Le Président du Conseil, Faure Essozimna Gnassingbé, Champion du Marché unique du transport aérien africain (MUTAA), a présidé le lundi 15 juin dernier à Lomé l’ouverture de la première Convention et Exposition africaines du transport aérien 2026. C’est en sa qualité de Champion du MUTAA que le Togo accueille cet événement d’envergure, en présence du Président rwandais Paul Kagame et de l’ancien Président nigérian Olusegun Obasanjo.
Devant les acteurs du secteur, le Président du Conseil a défendu une vision de l’aviation comme moteur de développement du continent. Il a insisté sur la nécessité de dépasser la seule logique du transport de passagers pour faire du secteur aérien une véritable infrastructure économique.
« Nous parlons souvent de l’aviation à travers le transport des passagers. Mais l’aviation est aussi une infrastructure économique. Elle peut soutenir l’agriculture, l’industrie, la santé, le commerce numérique, les exportations à forte valeur ajoutée et les chaînes de valeur régionales. Le fret aérien doit donc occuper une place plus importante dans nos stratégies logistiques. C’est ici que le lien avec la Zone de libre-échange continentale africaine est essentiel », a martelé Faure Essozimna Gnassingbé.
Pour le Champion du MUTAA, la connectivité aérienne ne peut être pensée de façon isolée. Elle doit s’intégrer à un réseau global associant les infrastructures routières, ferroviaires et maritimes pour améliorer la compétitivité des économies africaines.
Vers une industrie aéronautique africaine souveraine et durable
Faure Essozimna Gnassingbé a appelé les États africains à bâtir une industrie aéronautique continentale capable de réduire la dépendance extérieure et de consolider la souveraineté technologique de l’Afrique.

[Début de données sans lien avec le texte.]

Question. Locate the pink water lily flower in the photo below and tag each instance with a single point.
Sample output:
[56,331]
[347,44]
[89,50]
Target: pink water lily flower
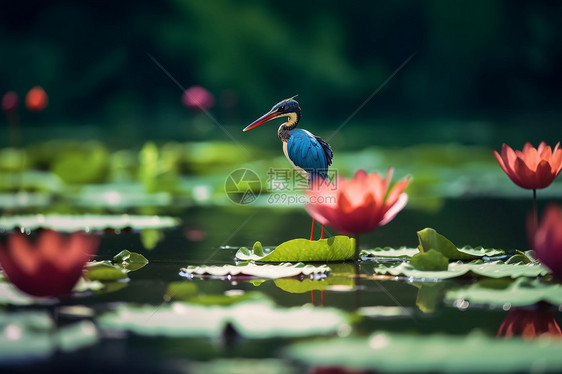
[358,205]
[532,168]
[49,266]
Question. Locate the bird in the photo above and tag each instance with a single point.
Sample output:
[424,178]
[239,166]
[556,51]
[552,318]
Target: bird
[310,155]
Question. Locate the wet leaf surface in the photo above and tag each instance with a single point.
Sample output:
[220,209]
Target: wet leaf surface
[283,270]
[336,248]
[433,353]
[495,269]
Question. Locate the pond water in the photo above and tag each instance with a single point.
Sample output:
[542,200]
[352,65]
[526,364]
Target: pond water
[211,236]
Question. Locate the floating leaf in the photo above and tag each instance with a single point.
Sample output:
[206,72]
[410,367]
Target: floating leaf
[71,223]
[130,260]
[251,319]
[481,252]
[500,292]
[284,270]
[340,277]
[336,248]
[385,352]
[257,249]
[402,252]
[430,261]
[104,271]
[496,269]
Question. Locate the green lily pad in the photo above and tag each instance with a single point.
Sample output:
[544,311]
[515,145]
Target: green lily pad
[405,252]
[71,223]
[130,260]
[385,352]
[479,251]
[431,239]
[336,248]
[496,269]
[402,252]
[430,261]
[104,271]
[499,292]
[283,270]
[251,319]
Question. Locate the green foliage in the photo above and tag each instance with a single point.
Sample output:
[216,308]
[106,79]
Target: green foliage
[495,269]
[431,239]
[336,248]
[387,352]
[130,260]
[104,271]
[158,171]
[431,260]
[81,163]
[389,252]
[283,270]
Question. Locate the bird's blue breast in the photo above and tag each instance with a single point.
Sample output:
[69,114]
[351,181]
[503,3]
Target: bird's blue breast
[309,152]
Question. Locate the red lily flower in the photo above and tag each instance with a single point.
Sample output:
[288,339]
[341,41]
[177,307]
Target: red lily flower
[548,240]
[359,205]
[532,168]
[529,324]
[36,99]
[49,267]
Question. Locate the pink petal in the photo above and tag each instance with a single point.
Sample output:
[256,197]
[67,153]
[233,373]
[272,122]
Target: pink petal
[396,191]
[394,209]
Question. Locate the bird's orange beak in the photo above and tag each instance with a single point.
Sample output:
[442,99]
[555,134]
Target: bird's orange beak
[260,121]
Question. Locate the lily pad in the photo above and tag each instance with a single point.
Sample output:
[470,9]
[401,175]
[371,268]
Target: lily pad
[336,248]
[283,270]
[500,292]
[130,260]
[104,271]
[430,261]
[402,252]
[495,269]
[251,319]
[71,223]
[385,352]
[431,239]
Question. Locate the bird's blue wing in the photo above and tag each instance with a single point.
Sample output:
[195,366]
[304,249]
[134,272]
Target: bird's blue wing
[309,152]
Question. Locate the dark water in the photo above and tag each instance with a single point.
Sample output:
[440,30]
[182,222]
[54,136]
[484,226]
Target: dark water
[487,222]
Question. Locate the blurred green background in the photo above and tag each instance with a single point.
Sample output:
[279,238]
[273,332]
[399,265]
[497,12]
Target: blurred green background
[484,72]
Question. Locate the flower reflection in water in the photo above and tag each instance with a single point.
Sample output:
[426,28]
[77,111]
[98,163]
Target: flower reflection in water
[50,266]
[529,324]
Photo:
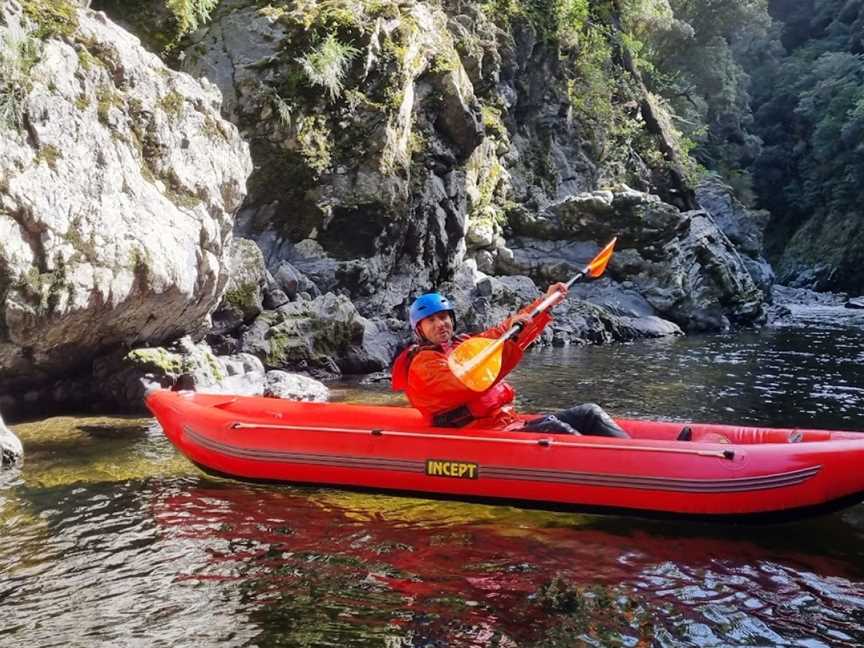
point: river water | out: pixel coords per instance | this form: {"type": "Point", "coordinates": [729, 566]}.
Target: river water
{"type": "Point", "coordinates": [110, 538]}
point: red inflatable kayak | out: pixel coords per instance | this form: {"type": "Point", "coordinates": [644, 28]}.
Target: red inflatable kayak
{"type": "Point", "coordinates": [723, 471]}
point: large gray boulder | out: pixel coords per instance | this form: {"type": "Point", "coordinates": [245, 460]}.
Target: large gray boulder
{"type": "Point", "coordinates": [119, 184]}
{"type": "Point", "coordinates": [362, 189]}
{"type": "Point", "coordinates": [11, 450]}
{"type": "Point", "coordinates": [681, 263]}
{"type": "Point", "coordinates": [744, 227]}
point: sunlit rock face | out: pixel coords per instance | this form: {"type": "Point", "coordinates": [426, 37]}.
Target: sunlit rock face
{"type": "Point", "coordinates": [118, 184]}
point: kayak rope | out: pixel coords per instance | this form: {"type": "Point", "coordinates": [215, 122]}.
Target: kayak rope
{"type": "Point", "coordinates": [546, 442]}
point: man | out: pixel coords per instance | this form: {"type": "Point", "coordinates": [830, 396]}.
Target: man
{"type": "Point", "coordinates": [422, 372]}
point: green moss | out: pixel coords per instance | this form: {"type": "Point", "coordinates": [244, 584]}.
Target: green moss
{"type": "Point", "coordinates": [86, 60]}
{"type": "Point", "coordinates": [213, 129]}
{"type": "Point", "coordinates": [43, 289]}
{"type": "Point", "coordinates": [158, 358]}
{"type": "Point", "coordinates": [492, 121]}
{"type": "Point", "coordinates": [316, 143]}
{"type": "Point", "coordinates": [106, 99]}
{"type": "Point", "coordinates": [49, 155]}
{"type": "Point", "coordinates": [172, 103]}
{"type": "Point", "coordinates": [241, 297]}
{"type": "Point", "coordinates": [53, 18]}
{"type": "Point", "coordinates": [85, 247]}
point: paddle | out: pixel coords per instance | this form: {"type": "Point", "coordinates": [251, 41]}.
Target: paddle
{"type": "Point", "coordinates": [477, 361]}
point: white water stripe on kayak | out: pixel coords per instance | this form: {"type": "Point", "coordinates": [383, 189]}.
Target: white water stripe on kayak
{"type": "Point", "coordinates": [546, 441]}
{"type": "Point", "coordinates": [537, 475]}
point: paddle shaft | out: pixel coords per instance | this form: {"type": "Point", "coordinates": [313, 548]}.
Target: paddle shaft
{"type": "Point", "coordinates": [481, 357]}
{"type": "Point", "coordinates": [595, 268]}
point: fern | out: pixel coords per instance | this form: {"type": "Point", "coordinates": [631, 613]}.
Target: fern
{"type": "Point", "coordinates": [19, 52]}
{"type": "Point", "coordinates": [327, 64]}
{"type": "Point", "coordinates": [191, 14]}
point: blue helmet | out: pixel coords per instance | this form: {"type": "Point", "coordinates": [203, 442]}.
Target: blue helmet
{"type": "Point", "coordinates": [426, 305]}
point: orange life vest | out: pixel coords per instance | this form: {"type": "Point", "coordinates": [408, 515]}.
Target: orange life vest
{"type": "Point", "coordinates": [422, 372]}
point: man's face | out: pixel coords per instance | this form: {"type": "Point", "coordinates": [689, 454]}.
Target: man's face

« Un ciel africain unique n’est pas seulement un projet d’aviation. C’est un projet d’intégration, de développement et de souveraineté », a-t-il affirmé.
Il exhorte ainsi à considérer l’aviation civile comme une filière productive à part entière : créatrice d’emplois qualifiés, génératrice de savoir-faire techniques, attractive pour les investissements et porteuse de débouchés pour la jeunesse africaine dans les métiers d’avenir.
Le Président du Conseil a enfin rappelé l’urgence d’intégrer les impératifs environnementaux et de durabilité dans toutes les stratégies de développement du transport aérien sur le continent.